5月28日、京畿道抱川市の勝進訓練場で行われた2026合同火力訓練の行事で、自爆ドローンが標的に命中している。国防部主管のこの訓練は国民主権政府の発足後に韓国軍の主要戦力が参加した合同火力訓練であり、韓国防衛産業の主力装備や新しい兵器システムを紹介する場でもあった。 [写真共同取材団]
ドローンはすでにウクライナ・ロシア戦争や米国・イラン戦争で「ゲームチェンジャー」としての威力が実証されている。低価の自爆ドローンを活用して高価な迎撃兵器を消耗させ、防空システムを突破して最大数千キロメートル離れた目標をミサイルでなくドローンで精密攻撃する時代になっている。ウクライナやイランが強大な軍事力を持つロシアや米国を相手に戦うことができる原動力にもなっている。こうした戦争の様相に合わせて、韓国軍も当初は2030年代半ばとしていた計画を2030年以前に繰り上げ、長距離自爆ドローンの戦力化、低価格・消耗型ドローン2万機以上の確保、「50万人のドローン戦士」育成などを推進する計画を発表した。しかし実情はこのありさまだ。

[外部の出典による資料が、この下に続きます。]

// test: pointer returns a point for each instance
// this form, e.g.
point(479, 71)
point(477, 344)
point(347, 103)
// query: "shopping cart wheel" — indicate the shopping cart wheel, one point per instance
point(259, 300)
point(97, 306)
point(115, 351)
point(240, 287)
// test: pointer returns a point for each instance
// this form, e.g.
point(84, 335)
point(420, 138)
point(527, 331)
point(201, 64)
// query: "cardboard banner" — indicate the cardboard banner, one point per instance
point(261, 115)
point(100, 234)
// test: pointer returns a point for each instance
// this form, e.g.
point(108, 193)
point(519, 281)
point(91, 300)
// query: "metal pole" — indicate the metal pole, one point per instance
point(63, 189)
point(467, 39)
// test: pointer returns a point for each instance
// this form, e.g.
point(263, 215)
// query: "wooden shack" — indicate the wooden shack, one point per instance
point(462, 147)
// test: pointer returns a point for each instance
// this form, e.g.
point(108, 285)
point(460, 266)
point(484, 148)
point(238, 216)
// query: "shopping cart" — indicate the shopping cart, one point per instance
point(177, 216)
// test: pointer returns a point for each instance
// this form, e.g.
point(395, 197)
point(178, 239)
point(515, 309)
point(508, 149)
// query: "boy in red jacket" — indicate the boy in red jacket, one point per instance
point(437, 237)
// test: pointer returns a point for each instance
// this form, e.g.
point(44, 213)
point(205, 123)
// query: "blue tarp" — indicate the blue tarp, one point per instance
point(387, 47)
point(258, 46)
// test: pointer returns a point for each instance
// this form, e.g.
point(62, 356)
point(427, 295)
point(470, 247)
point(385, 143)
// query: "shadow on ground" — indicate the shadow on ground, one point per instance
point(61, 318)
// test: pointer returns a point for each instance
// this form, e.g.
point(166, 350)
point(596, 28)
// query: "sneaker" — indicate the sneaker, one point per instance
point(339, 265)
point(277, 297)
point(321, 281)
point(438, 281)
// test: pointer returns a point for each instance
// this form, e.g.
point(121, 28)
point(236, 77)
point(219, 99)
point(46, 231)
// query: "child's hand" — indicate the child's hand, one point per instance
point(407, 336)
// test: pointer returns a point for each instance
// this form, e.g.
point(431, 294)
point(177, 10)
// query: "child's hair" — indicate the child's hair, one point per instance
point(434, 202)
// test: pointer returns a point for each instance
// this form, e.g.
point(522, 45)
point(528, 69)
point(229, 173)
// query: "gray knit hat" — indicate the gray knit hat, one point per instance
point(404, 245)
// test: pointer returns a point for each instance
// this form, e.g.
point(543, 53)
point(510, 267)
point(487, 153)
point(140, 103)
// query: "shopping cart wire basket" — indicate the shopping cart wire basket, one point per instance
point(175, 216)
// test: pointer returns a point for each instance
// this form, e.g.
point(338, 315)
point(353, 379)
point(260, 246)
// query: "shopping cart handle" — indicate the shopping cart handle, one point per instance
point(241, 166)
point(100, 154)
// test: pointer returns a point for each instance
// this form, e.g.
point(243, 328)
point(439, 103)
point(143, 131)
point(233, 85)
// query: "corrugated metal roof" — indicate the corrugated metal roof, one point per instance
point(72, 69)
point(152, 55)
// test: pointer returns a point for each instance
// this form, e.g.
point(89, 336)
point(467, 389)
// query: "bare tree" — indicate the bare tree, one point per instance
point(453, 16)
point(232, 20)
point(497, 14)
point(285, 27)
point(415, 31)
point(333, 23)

政府のドローン戦力強化計画は多くの点で矛盾している。統合運用能力を強化するため陸・海・空軍士官学校を統合すると言いながら、初の陸・海・空軍・海兵隊による合同戦闘部隊だったドローン作戦司令部を尹錫悦(ユン・ソクヨル)政権当時の「平壌(ピョンヤン)無人機事件」に関与したという理由で解体し、各軍がそれぞれ作戦を遂行する形にした。北朝鮮はロシア派兵を通じてドローンの実戦運用経験を積んでいる。一方、韓国政府は世界最強のドローン部隊を保有するウクライナが協力する意向を示しているにもかかわらず、ロシアとの関係悪化を懸念してこれに背を向けている。派兵をめぐる議論のため、数年にわたりウクライナへの軍事参加団派遣も行っていない。今月初め米海兵隊が初めて韓国内で公開した自爆ドローンの実弾射撃訓練では、米スタートアップ企業が生産した1機あたり約700万ウォン(約81万円)の小型ドローンが投入された。しかし韓国では民間と軍の間の壁が依然として高い。しかも多くのドローンの重要部品を依然として中国に依存している。このため、未来の戦争の核心となるドローン戦力で北朝鮮は飛躍的に前進しているのに対し、韓国は遅れを取っているという指摘が出ている。